This class finds \({\bf x} \in R^n\) that solves the following nonlinear program:
\[ \begin{array}{ll} \min_{{\bf x} \in R^n} & F({\bf x})\\ \textrm{subject to} & C({\bf x})_i \leq 0,\quad \textrm{for all}\quad i = 1,\ldots m\\ & {\bf x}_{\textrm{lo}} \leq {\bf x} \leq {\bf x}_{\textrm{hi}}. \end{array} \]

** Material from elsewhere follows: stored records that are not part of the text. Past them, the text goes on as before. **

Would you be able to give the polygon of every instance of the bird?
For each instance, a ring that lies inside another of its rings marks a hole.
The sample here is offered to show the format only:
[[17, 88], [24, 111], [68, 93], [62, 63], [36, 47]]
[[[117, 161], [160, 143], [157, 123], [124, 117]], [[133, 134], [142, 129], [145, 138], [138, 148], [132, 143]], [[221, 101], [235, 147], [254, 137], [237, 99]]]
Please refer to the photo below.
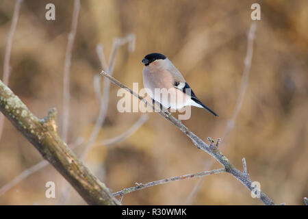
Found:
[[196, 96], [179, 70], [164, 55], [150, 53], [141, 62], [144, 64], [144, 87], [153, 103], [156, 101], [166, 109], [174, 110], [192, 105], [204, 108], [218, 116]]

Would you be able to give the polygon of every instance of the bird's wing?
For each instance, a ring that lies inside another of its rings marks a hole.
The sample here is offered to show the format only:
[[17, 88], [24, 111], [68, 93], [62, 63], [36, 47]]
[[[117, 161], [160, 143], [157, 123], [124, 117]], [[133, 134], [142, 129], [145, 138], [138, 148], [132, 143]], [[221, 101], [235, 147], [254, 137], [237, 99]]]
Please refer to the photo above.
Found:
[[180, 90], [183, 92], [185, 93], [186, 94], [190, 96], [190, 99], [194, 101], [195, 103], [200, 105], [202, 107], [205, 108], [209, 112], [211, 112], [212, 114], [214, 114], [215, 116], [218, 116], [218, 115], [211, 109], [209, 109], [208, 107], [207, 107], [205, 105], [202, 103], [201, 101], [199, 101], [199, 99], [196, 96], [194, 92], [192, 91], [192, 88], [190, 88], [188, 83], [186, 82], [175, 82], [175, 88]]

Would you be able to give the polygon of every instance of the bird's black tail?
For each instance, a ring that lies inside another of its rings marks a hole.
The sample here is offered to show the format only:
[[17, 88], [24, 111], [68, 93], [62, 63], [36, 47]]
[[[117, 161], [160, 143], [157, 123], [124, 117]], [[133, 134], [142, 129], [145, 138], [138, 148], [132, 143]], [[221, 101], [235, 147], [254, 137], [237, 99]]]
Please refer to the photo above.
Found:
[[208, 112], [209, 112], [210, 113], [211, 113], [213, 115], [214, 115], [215, 116], [218, 116], [218, 115], [217, 115], [213, 110], [211, 110], [211, 109], [209, 109], [208, 107], [207, 107], [205, 105], [204, 105], [203, 103], [201, 103], [201, 101], [200, 101], [196, 97], [194, 96], [192, 96], [192, 100], [193, 100], [194, 101], [195, 101], [196, 103], [200, 104], [201, 105], [202, 105], [202, 107], [203, 108], [205, 108], [205, 110], [207, 110]]

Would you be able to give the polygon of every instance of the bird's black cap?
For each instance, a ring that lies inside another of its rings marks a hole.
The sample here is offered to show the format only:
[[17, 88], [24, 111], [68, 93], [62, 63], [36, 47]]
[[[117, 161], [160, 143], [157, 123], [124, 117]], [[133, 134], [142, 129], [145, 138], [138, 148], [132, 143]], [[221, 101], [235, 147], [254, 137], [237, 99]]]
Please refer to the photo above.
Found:
[[151, 62], [157, 60], [166, 60], [166, 57], [161, 53], [150, 53], [144, 56], [141, 61], [145, 66], [148, 66]]

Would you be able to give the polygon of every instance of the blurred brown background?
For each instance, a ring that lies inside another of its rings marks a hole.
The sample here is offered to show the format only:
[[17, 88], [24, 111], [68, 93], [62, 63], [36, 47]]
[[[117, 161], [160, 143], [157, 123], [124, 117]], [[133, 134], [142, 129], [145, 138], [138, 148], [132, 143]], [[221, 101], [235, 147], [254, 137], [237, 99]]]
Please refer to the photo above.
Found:
[[[55, 5], [55, 21], [45, 5]], [[134, 33], [136, 51], [116, 56], [114, 76], [129, 87], [143, 87], [140, 62], [152, 52], [165, 54], [197, 96], [219, 114], [194, 107], [183, 123], [206, 140], [221, 138], [238, 98], [247, 47], [251, 5], [261, 5], [254, 53], [244, 103], [222, 152], [242, 169], [246, 157], [252, 181], [276, 203], [303, 205], [308, 196], [308, 1], [82, 1], [70, 68], [69, 140], [89, 138], [99, 105], [93, 77], [101, 68], [96, 53], [104, 44], [108, 58], [116, 36]], [[14, 1], [0, 1], [0, 77]], [[37, 116], [55, 107], [61, 132], [63, 66], [73, 1], [25, 0], [14, 37], [9, 86]], [[140, 114], [116, 110], [118, 87], [111, 86], [106, 120], [97, 138], [115, 137]], [[212, 158], [198, 150], [157, 114], [127, 140], [107, 149], [94, 145], [86, 164], [113, 191], [166, 177], [205, 170]], [[80, 151], [80, 150], [79, 150]], [[77, 151], [78, 153], [78, 151]], [[41, 156], [5, 119], [0, 141], [0, 188]], [[221, 168], [215, 163], [211, 168]], [[56, 198], [46, 198], [53, 181]], [[135, 192], [123, 204], [183, 205], [198, 179]], [[0, 196], [2, 205], [59, 203], [64, 180], [52, 167], [25, 179]], [[232, 176], [206, 177], [192, 205], [261, 205]], [[66, 204], [85, 204], [73, 191]]]

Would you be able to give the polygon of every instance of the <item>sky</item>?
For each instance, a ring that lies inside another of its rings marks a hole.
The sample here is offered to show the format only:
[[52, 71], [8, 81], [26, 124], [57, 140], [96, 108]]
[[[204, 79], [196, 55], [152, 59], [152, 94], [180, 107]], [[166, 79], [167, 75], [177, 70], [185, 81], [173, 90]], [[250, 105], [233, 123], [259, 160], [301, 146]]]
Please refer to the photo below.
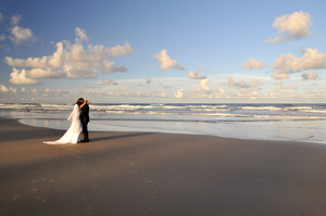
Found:
[[0, 0], [0, 103], [324, 103], [325, 8]]

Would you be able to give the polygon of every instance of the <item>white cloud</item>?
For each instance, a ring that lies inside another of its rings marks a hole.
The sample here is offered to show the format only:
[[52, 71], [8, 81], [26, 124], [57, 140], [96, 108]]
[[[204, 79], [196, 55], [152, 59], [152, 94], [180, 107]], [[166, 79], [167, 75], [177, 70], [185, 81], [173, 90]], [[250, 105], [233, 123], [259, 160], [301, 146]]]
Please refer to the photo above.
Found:
[[280, 89], [297, 89], [296, 85], [289, 85], [289, 86], [280, 86]]
[[98, 71], [103, 74], [126, 72], [124, 66], [117, 66], [112, 58], [125, 56], [133, 53], [129, 42], [105, 48], [102, 45], [84, 47], [83, 41], [87, 40], [84, 29], [75, 28], [75, 43], [66, 40], [55, 45], [57, 50], [52, 55], [41, 58], [13, 59], [7, 56], [4, 62], [12, 67], [32, 68], [26, 69], [33, 78], [93, 78]]
[[241, 79], [240, 81], [235, 81], [233, 76], [228, 76], [227, 78], [227, 86], [230, 88], [249, 88], [250, 86]]
[[21, 72], [16, 68], [13, 68], [12, 73], [10, 74], [11, 79], [10, 82], [14, 85], [35, 85], [38, 84], [36, 79], [32, 79], [26, 77], [25, 69], [22, 69]]
[[303, 11], [286, 14], [276, 17], [273, 27], [277, 28], [278, 33], [285, 33], [285, 36], [277, 36], [269, 38], [266, 42], [285, 42], [291, 39], [300, 39], [310, 35], [310, 27], [312, 25], [311, 16]]
[[11, 16], [11, 24], [12, 24], [13, 26], [18, 25], [20, 22], [21, 22], [21, 18], [22, 18], [22, 16], [21, 16], [20, 14], [12, 15], [12, 16]]
[[318, 78], [318, 74], [310, 72], [310, 73], [302, 74], [301, 77], [304, 80], [316, 80]]
[[10, 36], [9, 38], [16, 46], [20, 46], [25, 41], [29, 41], [29, 40], [34, 41], [35, 40], [35, 37], [34, 37], [30, 28], [14, 26], [11, 29], [11, 35], [12, 36]]
[[155, 59], [161, 63], [159, 69], [184, 69], [183, 65], [179, 65], [176, 60], [172, 60], [165, 49], [155, 54]]
[[197, 73], [195, 73], [195, 72], [192, 72], [192, 71], [189, 71], [189, 72], [188, 72], [188, 77], [189, 77], [190, 79], [204, 79], [204, 78], [206, 78], [206, 77], [201, 76], [200, 74], [197, 74]]
[[209, 72], [210, 69], [209, 68], [203, 69], [202, 65], [198, 65], [197, 71], [198, 72]]
[[83, 41], [87, 41], [87, 35], [85, 33], [85, 29], [76, 27], [75, 28], [75, 34], [77, 36], [77, 38], [75, 39], [76, 43], [80, 43]]
[[126, 72], [127, 68], [124, 67], [124, 66], [116, 66], [116, 64], [114, 62], [106, 62], [106, 61], [103, 61], [103, 64], [102, 64], [102, 73], [103, 74], [113, 74], [113, 73], [116, 73], [116, 72]]
[[3, 86], [3, 85], [0, 85], [0, 92], [8, 92], [9, 91], [9, 89], [5, 87], [5, 86]]
[[174, 98], [181, 99], [184, 98], [184, 93], [185, 93], [184, 89], [178, 89], [177, 92], [174, 94]]
[[288, 78], [289, 74], [301, 73], [308, 69], [325, 69], [326, 54], [308, 48], [303, 56], [296, 58], [293, 54], [281, 54], [273, 64], [272, 77], [276, 79]]
[[210, 91], [210, 87], [209, 87], [210, 80], [208, 78], [201, 79], [199, 82], [200, 82], [200, 88], [202, 90]]
[[103, 80], [103, 84], [105, 84], [105, 85], [113, 85], [113, 86], [116, 86], [116, 85], [117, 85], [116, 81], [110, 80], [110, 79], [104, 79], [104, 80]]
[[253, 58], [250, 58], [249, 61], [242, 63], [242, 67], [244, 69], [261, 69], [264, 68], [265, 65], [262, 61], [256, 61]]

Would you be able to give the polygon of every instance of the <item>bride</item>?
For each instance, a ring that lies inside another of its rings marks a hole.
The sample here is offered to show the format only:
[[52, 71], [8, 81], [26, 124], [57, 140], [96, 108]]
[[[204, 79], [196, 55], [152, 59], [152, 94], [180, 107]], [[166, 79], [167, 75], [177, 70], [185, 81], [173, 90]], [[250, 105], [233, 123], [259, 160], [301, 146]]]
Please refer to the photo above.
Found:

Here \(F : R^n \to R\) is the objective function, and \(C : R^n \to R^m\) is a set of \(m\) inequality constraints. The variable bounds are sometimes called box constraints. By convention, the routine seeks \({\bf x}\) that minimizes the objective function, \(F\). Maximization problems should be reformulated as a minimization of \(-F\).
The objective functions are replaced by convex functions chosen based on gradient information, and solved using a dual method. The unique optimal solution of this subproblem is returned as the next iteration point. Optimality is determined by the KKT conditions.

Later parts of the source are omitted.